Desorption kinetics of methanol on Au(111) and the oxidation of methanol on atomic oxygen pre-covered Au(111) have been investigated employing temperature programmed desorption (TPD) and molecular beam reactive scattering (MBRS). On clean Au(111), methanol is weakly adsorbed and desorbs molecularly. Three adsorption states, which are assigned to methanol molecules desorbing from the monolayer (β phase), amorphous multilayers (α2 phase), and crystallized multilayers (α1 phase), are observed.
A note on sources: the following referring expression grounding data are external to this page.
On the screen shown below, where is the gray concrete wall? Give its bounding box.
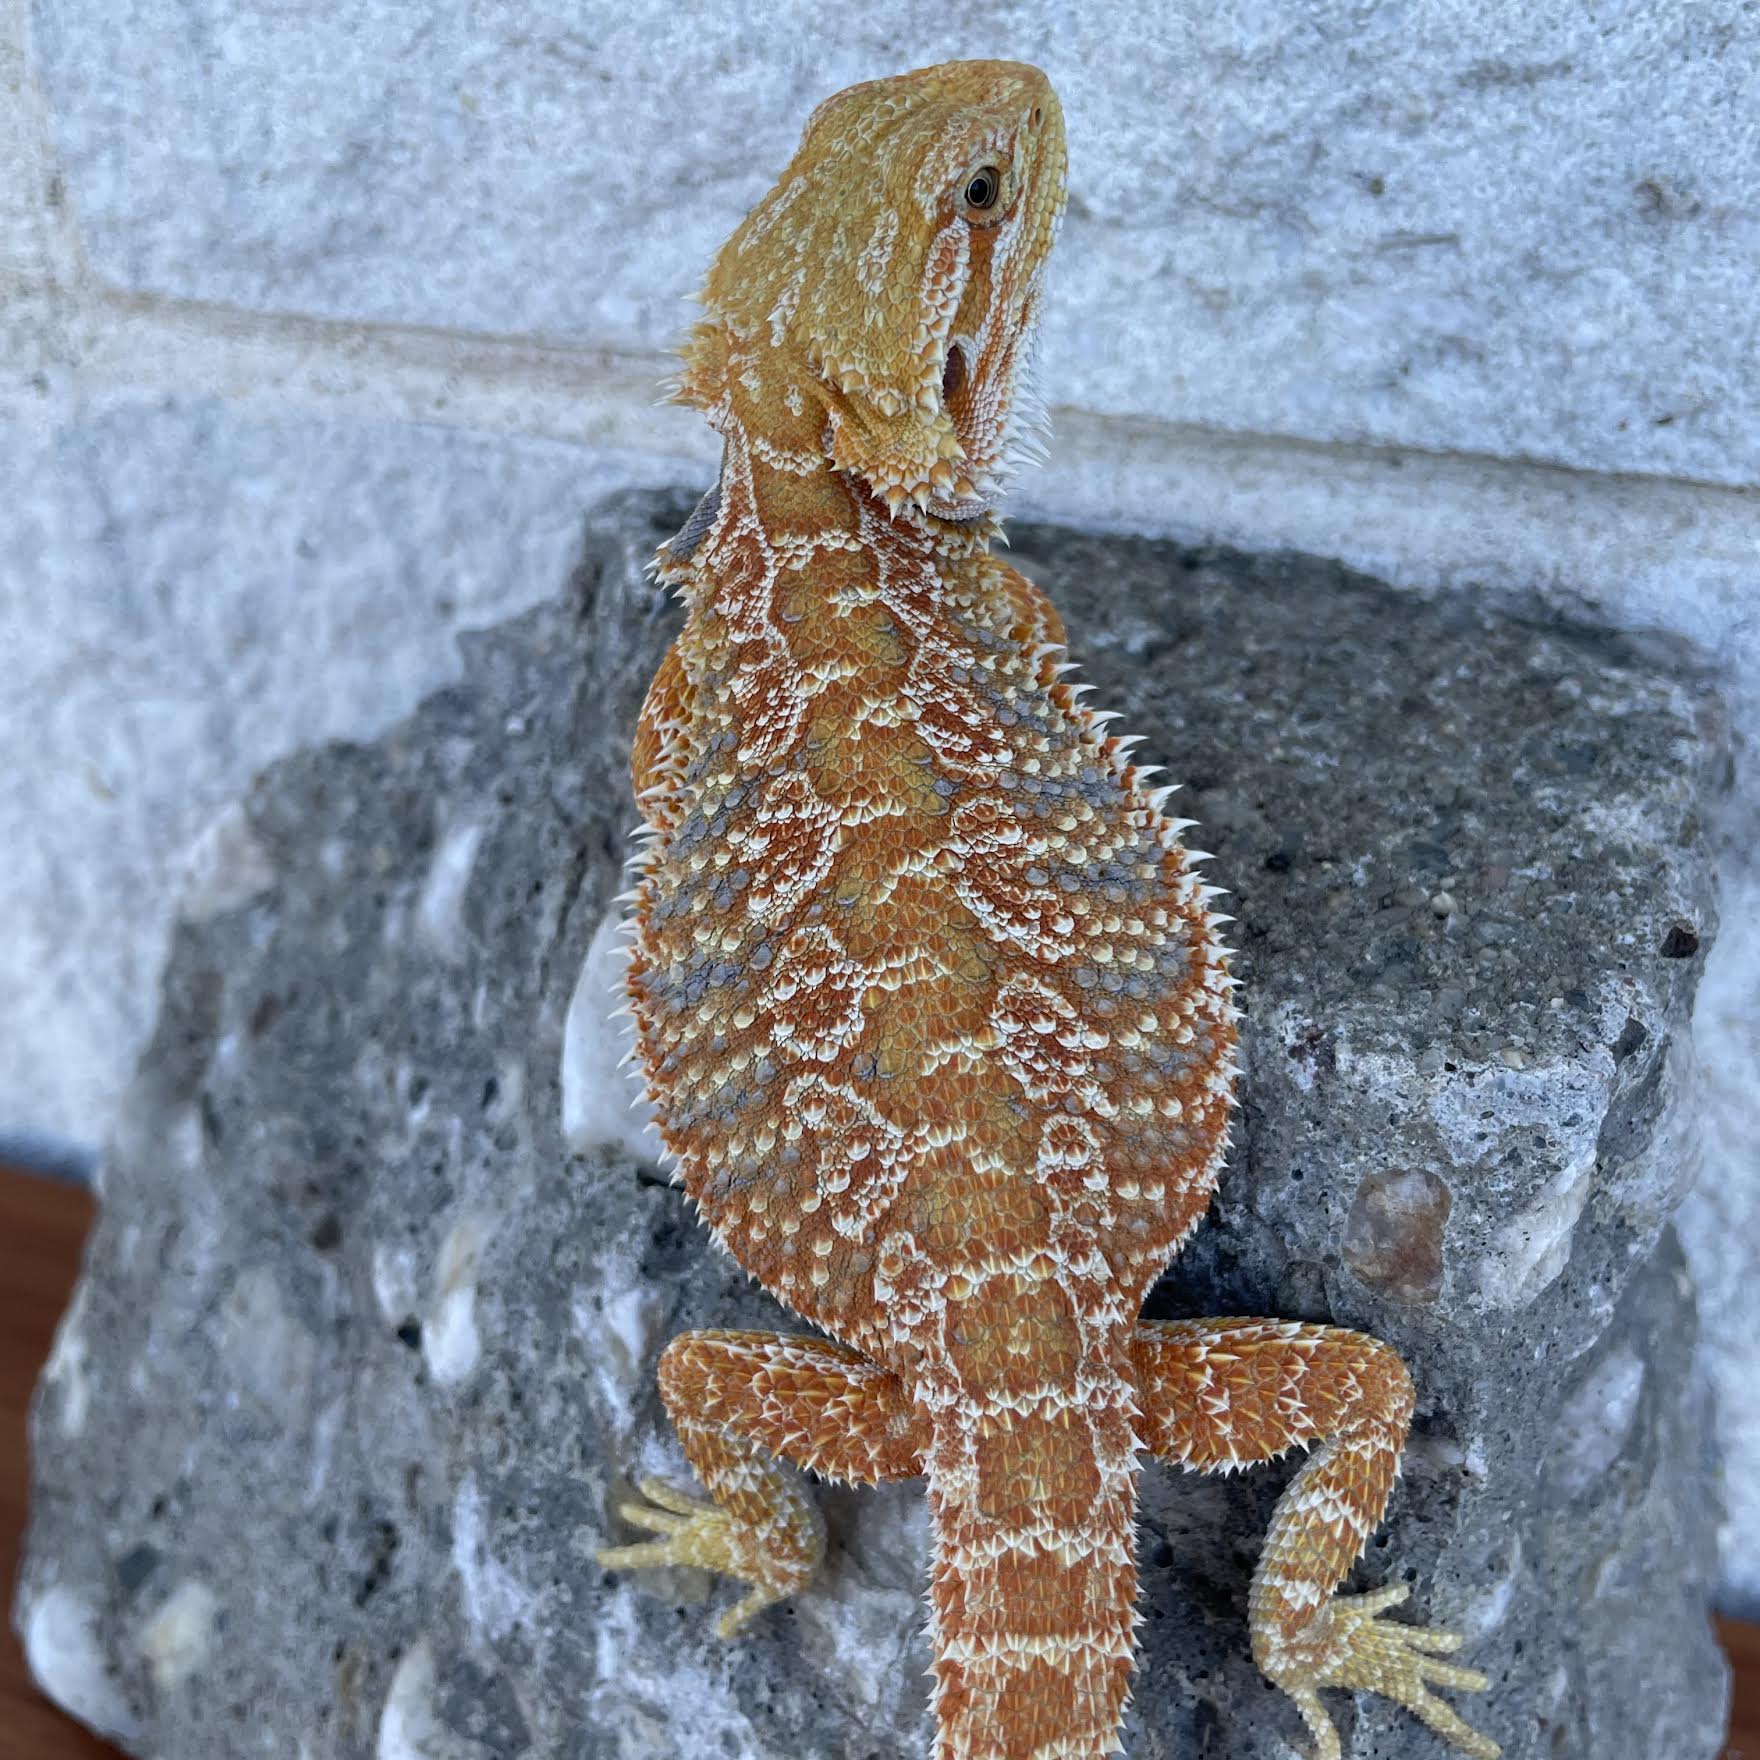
[4,0,1758,1597]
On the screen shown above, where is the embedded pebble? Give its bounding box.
[139,1580,220,1692]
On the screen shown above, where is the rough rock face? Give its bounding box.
[16,491,1729,1759]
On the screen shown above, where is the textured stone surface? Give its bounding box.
[1,0,60,281]
[16,492,1730,1758]
[1680,857,1760,1611]
[0,398,681,1158]
[28,1,1760,486]
[8,0,1760,1624]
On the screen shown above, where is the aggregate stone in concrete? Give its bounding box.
[27,1,1760,487]
[16,490,1730,1759]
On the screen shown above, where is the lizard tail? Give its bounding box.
[925,1400,1142,1760]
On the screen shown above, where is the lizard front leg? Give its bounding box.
[1133,1319,1500,1760]
[599,1329,928,1636]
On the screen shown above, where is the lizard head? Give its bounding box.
[679,60,1067,528]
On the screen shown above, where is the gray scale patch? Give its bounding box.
[1150,1043,1193,1078]
[709,1088,751,1125]
[670,813,709,858]
[1079,774,1130,810]
[660,478,723,567]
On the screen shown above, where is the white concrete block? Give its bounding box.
[1679,864,1760,1606]
[28,2,1760,485]
[0,0,71,282]
[0,399,671,1151]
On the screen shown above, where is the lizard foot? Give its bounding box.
[1268,1584,1500,1760]
[597,1478,806,1638]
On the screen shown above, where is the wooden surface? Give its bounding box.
[1,1168,118,1758]
[0,1161,1752,1758]
[1727,1616,1760,1760]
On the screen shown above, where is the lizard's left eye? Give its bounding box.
[963,167,1002,211]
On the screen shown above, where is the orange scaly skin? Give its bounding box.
[600,60,1500,1760]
For the β peak, detailed numerical analysis, based on mathematical inversion of the Polanyi-Wigner equation, leads to an optimized pre-exponential factor (log ν = 11.3 ± 1.1 s-1) and coverage-dependent desorption energies, which are further used to accurately simulate TPD spectra for submonolayer initial methanol coverages. For methanol coverages of 0.2 and 1.0 ML, desorption energies of 40.6 ± 1.6 kJ/mol and 34.8 ± 1.4 kJ/mol are extracted. In the presence of atomic oxygen, TPD of adsorbed methanol exhibits desorption of only CH3OH, H2O, CO, and CO2. No other partial oxidation products or derivatives such as hydrogen, formaldehyde, formic acid, or methyl formate are detected during TPD or MBRS measurements. On the basis of our experimental results and previous similar studies on other coinage metals, we suggest that abstraction of hydrogen is the initial step in the surface decomposition of methanol and that the adsorbed/surface bound methoxy group [CH3O(a)] is the primary intermediate in the oxidation of methanol.